From his throne on Olympus, Zeus looked down on the earth and saw, with wonder, airy columns of blue-grey smoke that curled upwards to the sky. He watched more closely, and realised with terrible wrath that the moving flowers of red and gold that he saw in that land that the Titans shared with men, came from fire, that had hitherto been the gods’ own sacred power. Speedily he assembled a council of the gods to mete out to Prometheus a punishment fit for the blasphemous daring of his crime. This council decided at length to create a thing that should for evermore charm the souls and hearts of men, and yet, for evermore, be man’s undoing.

To Vulcan, god of fire, whose province Prometheus had insulted, was given the work of fashioning out of clay and water the creature by which the honour of the gods was to be avenged. “The lame Vulcan,” says Hesiod, poet of Greek mythology, “formed out of the earth an image resembling a chaste virgin. Pallas Athene, of the blue eyes, hastened to ornament her and to robe her in a white tunic. She dressed on the crown of her head a long veil, skilfully fashioned and admirable to see; she crowned her forehead with graceful garlands of newly-opened flowers and a golden diadem that the lame Vulcan, the illustrious god, had made with his own hands to please the puissant Jove. On this crown Vulcan had chiselled the innumerable animals that the continents and the sea nourish in their bosoms, all endowed with a marvellous grace and apparently alive. When he had finally completed, instead of some useful work, this illustrious masterpiece, he brought into the assembly this virgin, proud of the ornaments with which she had been decked by the blue-eyed goddess, daughter of a powerful sire.” To this beautiful creature, destined by the gods to be man’s destroyer, each of them gave a gift. From Aphrodite she got beauty, from Apollo music, from Hermes the gift of a winning tongue. And when all that great company in Olympus had bestowed their gifts, they named the woman Pandora–“Gifted by all the Gods.” Thus equipped for victory, Pandora was led by Hermes to the world that was thenceforward to be her home. As a gift from the gods she was presented to Prometheus.

But Prometheus, gazing in wonder at the violet blue eyes bestowed by Aphrodite, that looked wonderingly back into his own as if they were indeed as innocent as two violets wet with the morning dew, hardened his great heart, and would have none of her. As a hero–a worthy descendant of Titans–said in later years, “Timeo Danaos et dona ferentes,”–“I fear the Greeks, even when they bring gifts.” And Prometheus, the greatly-daring, knowing that he merited the anger of the gods, saw treachery in a gift outwardly so perfect. Not only would he not accept this exquisite creature for his own, but he hastened to caution his brother also to refuse her.

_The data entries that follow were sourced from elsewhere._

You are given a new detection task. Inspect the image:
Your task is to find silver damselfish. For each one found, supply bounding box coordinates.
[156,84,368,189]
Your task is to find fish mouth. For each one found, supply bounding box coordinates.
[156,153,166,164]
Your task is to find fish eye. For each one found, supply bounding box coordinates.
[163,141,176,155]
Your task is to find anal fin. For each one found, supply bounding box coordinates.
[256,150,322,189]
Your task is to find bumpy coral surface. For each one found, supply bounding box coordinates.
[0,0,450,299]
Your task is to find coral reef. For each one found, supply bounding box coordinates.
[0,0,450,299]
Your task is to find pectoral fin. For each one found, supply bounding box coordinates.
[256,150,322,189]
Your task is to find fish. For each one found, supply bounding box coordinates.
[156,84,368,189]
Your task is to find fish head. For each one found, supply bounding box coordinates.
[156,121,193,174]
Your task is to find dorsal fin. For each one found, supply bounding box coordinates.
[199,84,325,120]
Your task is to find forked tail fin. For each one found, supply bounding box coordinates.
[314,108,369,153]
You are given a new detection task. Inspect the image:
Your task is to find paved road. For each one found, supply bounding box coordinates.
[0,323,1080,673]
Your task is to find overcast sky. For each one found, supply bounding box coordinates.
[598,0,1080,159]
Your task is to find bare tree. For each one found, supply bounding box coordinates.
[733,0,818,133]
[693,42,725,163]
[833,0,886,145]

But well were they named Prometheus (Forethought) and Epimethus (Afterthought). For Epimethus it was enough to look at this peerless woman, sent from the gods, for him to love her and to believe in her utterly. She was the fairest thing on earth, worthy indeed of the deathless gods who had created her. Perfect, too, was the happiness that she brought with her to Epimethus. Before her coming, as he well knew now, the fair world had been incomplete. Since she came the fragrant flowers had grown more sweet for him, the song of the birds more full of melody. He found new life in Pandora and marvelled how his brother could ever have fancied that she could bring to the world aught but peace and joyousness.